Of semi-proletarian parents, early attached to intellectual circles of strongly revolutionary tendencies, with a deep interest, he came at the age of 25 years in 1938; only chance prevented him from pursuing a university career in that field. The man and the times met: Camus joined the resistance movement during the occupation and after the liberation served as a columnist for the newspaper Combat.

The essay

Le Mythe de Sisyphe

(The Myth of Sisyphus), 1942, expounds notion of acceptance of the absurd of Camus with "the total absence of hope, which has nothing to do with despair, a continual refusal, which must not be confused with renouncement - and a conscious dissatisfaction."

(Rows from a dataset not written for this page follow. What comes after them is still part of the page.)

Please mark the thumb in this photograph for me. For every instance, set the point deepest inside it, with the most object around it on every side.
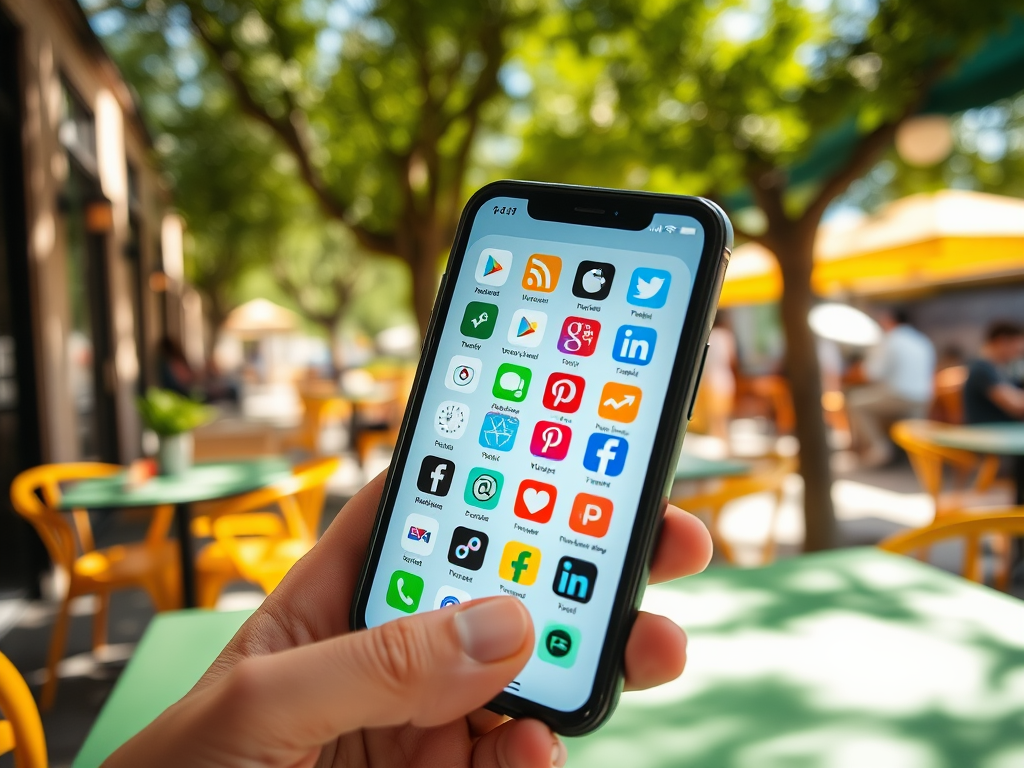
(426, 670)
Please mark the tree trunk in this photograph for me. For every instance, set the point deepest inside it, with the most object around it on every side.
(803, 371)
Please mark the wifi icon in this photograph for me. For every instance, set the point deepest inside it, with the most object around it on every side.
(542, 272)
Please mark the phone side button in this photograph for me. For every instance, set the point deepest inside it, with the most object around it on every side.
(696, 385)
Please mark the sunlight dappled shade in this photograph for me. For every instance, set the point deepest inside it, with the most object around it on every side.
(839, 660)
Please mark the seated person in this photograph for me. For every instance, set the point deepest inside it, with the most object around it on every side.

Meursault, central character of L'Étranger (The Stranger), 1942, illustrates much of this essay: man as the nauseated victim of the absurd orthodoxy of habit, later - when the young killer faces execution - tempted by despair, hope, and salvation.

Besides his fiction and essays, Camus very actively produced plays in the theater (e.g., Caligula, 1944).

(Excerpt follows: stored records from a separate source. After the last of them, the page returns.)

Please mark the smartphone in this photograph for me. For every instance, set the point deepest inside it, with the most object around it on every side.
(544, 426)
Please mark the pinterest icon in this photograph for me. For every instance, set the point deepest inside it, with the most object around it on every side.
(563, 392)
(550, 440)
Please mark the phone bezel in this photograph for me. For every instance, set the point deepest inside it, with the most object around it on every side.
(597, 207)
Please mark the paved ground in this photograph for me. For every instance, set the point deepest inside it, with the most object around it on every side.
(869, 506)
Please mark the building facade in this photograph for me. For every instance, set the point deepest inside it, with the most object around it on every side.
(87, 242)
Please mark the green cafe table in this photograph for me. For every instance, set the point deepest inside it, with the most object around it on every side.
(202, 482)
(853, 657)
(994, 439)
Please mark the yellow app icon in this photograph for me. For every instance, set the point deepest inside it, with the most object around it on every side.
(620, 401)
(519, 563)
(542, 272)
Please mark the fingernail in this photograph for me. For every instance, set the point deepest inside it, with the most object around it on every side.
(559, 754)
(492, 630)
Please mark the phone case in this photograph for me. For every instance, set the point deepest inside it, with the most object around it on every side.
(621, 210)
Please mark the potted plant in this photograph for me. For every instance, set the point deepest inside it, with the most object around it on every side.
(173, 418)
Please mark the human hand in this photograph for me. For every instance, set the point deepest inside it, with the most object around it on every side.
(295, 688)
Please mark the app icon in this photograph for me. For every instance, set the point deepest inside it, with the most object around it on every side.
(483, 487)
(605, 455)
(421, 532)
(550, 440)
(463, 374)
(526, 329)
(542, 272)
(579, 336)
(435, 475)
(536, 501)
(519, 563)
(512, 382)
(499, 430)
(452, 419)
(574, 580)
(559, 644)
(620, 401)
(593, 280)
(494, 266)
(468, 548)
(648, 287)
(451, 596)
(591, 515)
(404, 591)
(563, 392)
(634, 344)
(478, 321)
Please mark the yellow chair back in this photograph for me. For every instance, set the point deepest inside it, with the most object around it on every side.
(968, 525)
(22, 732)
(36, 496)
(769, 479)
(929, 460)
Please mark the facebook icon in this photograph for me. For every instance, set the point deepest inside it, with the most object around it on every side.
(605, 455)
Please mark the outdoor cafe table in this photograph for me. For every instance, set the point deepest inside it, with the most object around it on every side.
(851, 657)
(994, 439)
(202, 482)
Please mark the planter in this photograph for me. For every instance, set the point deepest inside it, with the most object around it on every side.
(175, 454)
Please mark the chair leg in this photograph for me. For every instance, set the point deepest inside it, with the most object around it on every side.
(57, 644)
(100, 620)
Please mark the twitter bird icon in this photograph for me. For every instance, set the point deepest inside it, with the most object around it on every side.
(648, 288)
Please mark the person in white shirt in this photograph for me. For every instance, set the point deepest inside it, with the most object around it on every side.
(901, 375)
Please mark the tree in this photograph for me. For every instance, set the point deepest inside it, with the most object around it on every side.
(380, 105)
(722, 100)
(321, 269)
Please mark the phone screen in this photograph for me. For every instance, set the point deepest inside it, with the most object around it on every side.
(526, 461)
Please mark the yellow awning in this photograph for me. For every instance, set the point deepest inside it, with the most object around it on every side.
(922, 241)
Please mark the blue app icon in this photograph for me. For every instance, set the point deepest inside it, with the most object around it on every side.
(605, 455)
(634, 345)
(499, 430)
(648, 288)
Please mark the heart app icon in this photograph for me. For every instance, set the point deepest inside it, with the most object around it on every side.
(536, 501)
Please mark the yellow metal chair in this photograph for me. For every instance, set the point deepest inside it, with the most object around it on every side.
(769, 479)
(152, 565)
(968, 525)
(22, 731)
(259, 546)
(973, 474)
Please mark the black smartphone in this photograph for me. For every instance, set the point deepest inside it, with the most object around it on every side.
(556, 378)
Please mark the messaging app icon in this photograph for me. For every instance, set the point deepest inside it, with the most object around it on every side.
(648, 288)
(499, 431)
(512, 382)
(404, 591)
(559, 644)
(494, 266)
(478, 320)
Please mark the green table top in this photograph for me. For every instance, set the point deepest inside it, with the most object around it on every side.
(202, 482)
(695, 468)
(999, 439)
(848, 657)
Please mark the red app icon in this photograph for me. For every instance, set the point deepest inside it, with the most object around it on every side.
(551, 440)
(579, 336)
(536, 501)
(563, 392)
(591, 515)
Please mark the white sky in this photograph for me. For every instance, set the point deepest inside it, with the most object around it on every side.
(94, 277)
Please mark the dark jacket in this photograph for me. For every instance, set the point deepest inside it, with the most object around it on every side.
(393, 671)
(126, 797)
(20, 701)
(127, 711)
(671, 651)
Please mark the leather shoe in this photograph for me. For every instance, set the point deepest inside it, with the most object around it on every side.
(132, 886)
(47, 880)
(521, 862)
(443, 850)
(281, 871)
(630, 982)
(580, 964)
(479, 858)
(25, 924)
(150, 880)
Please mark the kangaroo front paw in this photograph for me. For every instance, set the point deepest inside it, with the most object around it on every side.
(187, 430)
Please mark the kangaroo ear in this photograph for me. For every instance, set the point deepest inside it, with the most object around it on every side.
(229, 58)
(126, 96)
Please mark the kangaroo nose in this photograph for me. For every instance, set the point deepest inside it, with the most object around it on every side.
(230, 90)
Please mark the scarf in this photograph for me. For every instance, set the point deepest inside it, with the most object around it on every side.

The time demanded his response, chiefly in his activities, but in 1947, Camus retired from political journalism.

Doctor Rieux of La Peste (The Plague), 1947, who tirelessly attends the plague-stricken citizens of Oran, enacts the revolt against a world of the absurd and of injustice, and confirms words: "We refuse to despair of mankind. Without having the unreasonable ambition to save men, we still want to serve them."

People also well know La Chute (The Fall), work of Camus in 1956.

Camus authored L'Exil et le royaume (Exile and the Kingdom) in 1957. His austere search for moral order found its aesthetic correlative in the classicism of his art. He styled of great purity, intense concentration, and rationality.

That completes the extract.